Let the following matrix be given. Note that we are in the field consisting of five integers:
F = (0, 1, 2, 3, 4)
$A = \begin{bmatrix} 1 & 2 & 0\\ 3 & 2 & 1\\ 0 & 2 & 2 \end{bmatrix}$
The Jordan Normal Form of the matrix is
$J = \begin{bmatrix} 0 & 1 & 0\\ 0 & 0 & 1\\ 0 & 0 & 0 \end{bmatrix}$
Now, to find the basis transformation matrix, I know first of all that $A^3 = 0$. Now I want to consider $A^2 = \begin{bmatrix} 2 & 1 & 2\\ 4 & 2 & 4\\ 1 & 3 & 1 \end{bmatrix}$
Choosing $v_3 = \begin{bmatrix} 0\\ 0\\ 1 \end{bmatrix}$, we see that $A^2v_3 = \begin{bmatrix} 2\\ 4\\ 1 \end{bmatrix}$, so $v_3$ is not in the kernel of $A^2$. I will set $v_2 = \begin{bmatrix} 1 & 2 & 0\\ 3 & 2 & 1\\ 0 & 2 & 2 \end{bmatrix} * \begin{bmatrix} 0\\ 0\\ 1 \end{bmatrix} = \begin{bmatrix} 0\\ 1\\ 2 \end{bmatrix}$ and $v_1 = \begin{bmatrix} 1 & 2 & 0\\ 3 & 2 & 1\\ 0 & 2 & 2 \end{bmatrix} * \begin{bmatrix} 0\\ 1\\ 2 \end{bmatrix} = \begin{bmatrix} 2\\ 4\\ 2 \end{bmatrix}$
Now set $S = [v_1, v_2, v_3] = \begin{bmatrix} 2 & 0 & 0\\ 4 & 1 & 0\\ 2 & 2 & 1\\ \end{bmatrix}$. I now want to find the inverse of S so I can check whether $S^{-1}*A*S = J$, but I am not sure how I can do this while staying in the field F, as fractions inevitably come up when I do it normally.
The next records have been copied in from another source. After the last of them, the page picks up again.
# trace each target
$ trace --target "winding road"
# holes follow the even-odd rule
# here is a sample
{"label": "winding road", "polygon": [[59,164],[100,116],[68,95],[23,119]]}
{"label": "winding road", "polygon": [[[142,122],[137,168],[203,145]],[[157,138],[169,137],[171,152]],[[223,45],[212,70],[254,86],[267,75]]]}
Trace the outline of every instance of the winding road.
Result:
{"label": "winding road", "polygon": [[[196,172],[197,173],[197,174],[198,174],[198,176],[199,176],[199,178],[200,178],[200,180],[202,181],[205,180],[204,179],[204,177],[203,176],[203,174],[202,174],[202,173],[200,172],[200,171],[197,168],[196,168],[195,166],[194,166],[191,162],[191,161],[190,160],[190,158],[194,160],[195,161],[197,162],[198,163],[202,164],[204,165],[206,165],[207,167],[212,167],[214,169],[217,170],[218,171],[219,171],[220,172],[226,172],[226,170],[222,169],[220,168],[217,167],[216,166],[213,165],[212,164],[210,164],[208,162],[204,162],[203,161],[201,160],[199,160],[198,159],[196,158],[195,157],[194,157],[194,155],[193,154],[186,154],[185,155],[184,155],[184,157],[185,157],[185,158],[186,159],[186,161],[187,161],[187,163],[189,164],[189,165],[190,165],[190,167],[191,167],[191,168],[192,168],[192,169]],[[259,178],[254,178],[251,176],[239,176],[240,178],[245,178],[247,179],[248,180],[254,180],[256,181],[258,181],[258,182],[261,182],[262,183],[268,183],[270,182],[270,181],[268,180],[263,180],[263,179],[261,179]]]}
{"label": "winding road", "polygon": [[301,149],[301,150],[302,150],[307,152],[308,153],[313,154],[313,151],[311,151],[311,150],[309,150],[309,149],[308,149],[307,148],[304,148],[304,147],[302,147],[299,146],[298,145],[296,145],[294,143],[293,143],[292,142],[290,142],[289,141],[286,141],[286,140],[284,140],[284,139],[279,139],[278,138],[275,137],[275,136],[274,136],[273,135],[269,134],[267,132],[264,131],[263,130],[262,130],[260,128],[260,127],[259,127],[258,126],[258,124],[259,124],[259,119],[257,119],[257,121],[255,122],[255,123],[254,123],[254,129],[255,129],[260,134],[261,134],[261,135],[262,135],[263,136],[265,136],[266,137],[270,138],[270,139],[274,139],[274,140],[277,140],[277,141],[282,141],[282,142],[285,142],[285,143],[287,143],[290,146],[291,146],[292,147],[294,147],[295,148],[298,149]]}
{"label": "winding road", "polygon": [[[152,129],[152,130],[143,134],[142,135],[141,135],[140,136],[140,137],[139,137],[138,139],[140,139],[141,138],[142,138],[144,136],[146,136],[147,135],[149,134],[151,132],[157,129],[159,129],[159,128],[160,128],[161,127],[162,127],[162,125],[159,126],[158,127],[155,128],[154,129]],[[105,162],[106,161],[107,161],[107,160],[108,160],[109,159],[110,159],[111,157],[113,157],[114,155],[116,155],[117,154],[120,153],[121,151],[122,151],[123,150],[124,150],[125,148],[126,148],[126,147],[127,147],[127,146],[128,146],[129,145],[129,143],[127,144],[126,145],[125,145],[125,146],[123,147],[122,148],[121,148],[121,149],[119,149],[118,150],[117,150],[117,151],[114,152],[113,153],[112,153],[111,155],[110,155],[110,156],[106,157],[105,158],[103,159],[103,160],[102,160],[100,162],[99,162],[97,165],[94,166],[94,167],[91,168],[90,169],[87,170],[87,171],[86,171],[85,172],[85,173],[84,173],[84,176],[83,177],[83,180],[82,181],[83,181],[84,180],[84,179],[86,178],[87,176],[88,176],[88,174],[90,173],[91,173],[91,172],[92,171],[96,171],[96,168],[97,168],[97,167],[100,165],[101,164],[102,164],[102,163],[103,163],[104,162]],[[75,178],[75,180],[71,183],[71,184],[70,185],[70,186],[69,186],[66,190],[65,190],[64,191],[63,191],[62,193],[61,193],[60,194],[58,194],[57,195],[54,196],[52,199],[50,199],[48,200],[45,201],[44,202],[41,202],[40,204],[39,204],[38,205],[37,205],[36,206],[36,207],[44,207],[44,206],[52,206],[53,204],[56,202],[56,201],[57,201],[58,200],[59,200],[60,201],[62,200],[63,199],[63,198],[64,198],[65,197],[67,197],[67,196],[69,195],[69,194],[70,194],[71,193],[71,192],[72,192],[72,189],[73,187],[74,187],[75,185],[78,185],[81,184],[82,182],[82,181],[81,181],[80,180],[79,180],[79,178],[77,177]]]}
I am also not entirely sure if my approach to finding S was correct.
Thank you for your help.
Your approach to finding $S$ is correct.
The fact that $A^2 \neq 0$, $A^3 = 0$, and $A^2 v_3 \neq 0$ ensures that the vectors $A^2v_3, Av_3, v_3$ are linearly independent over the field $\Bbb F$. As such, the matrix $S$ that you construct has linearly independent columns, and so it is necessarily possible to compute its inverse while staying in the field $\Bbb F$. The trick is that instead of dividing as you normally would (which would lead to fractions), you multiply by multiplicative inverses.
Let's compute the inverse of your matrix $S$ using Gaussian elimination. We reduce the augmented matrix $[S \mid I]$, $$ \pmatrix{2 & 0 & 0 & 1 & 0 & 0\\ 4 & 1 & 0 & 0 & 1 & 0\\ 2 & 2 & 1 & 0 & 0 & 1}. $$ To begin, we could "divide" the first row by $2$. Note that "dividing" in this context means multiplying by the multiplicative inverse. In other words, the number that we should multiply the first row by is the solution to the equation $2 x \equiv 1 \pmod 5$. You can verify that $x = 3$ is the solution, since $2(3) = 6 \equiv 1 \pmod 5$. So, our first step will be to multiply the first row by $3$. This leads to $$ \pmatrix{1 & 0 & 0 & 3 & 0 & 0\\ 4 & 1 & 0 & 0 & 1 & 0\\ 2 & 2 & 1 & 0 & 0 & 1}. $$ As it so happens, no further divisions are required now. For the next operations we can subtract $4R_1$ from $R_2$, $2R_1$ from $R_3$, and $2R_2$ from $R_3$. Doing so and reducing entries modulo 5 along the way results in the reduced matrix $$ \pmatrix{ 1 & 0 & 0 & 3 & 0 & 0\\ 0 & 1 & 0 & 3 & 1 & 0\\ 0 & 0 & 1 & 3 & 3 & 1}. $$ So, the inverse of $S$ in $\Bbb F$ is $$ \pmatrix{3 & 0 & 0\\3 & 1 & 0\\3 & 3 & 1}. $$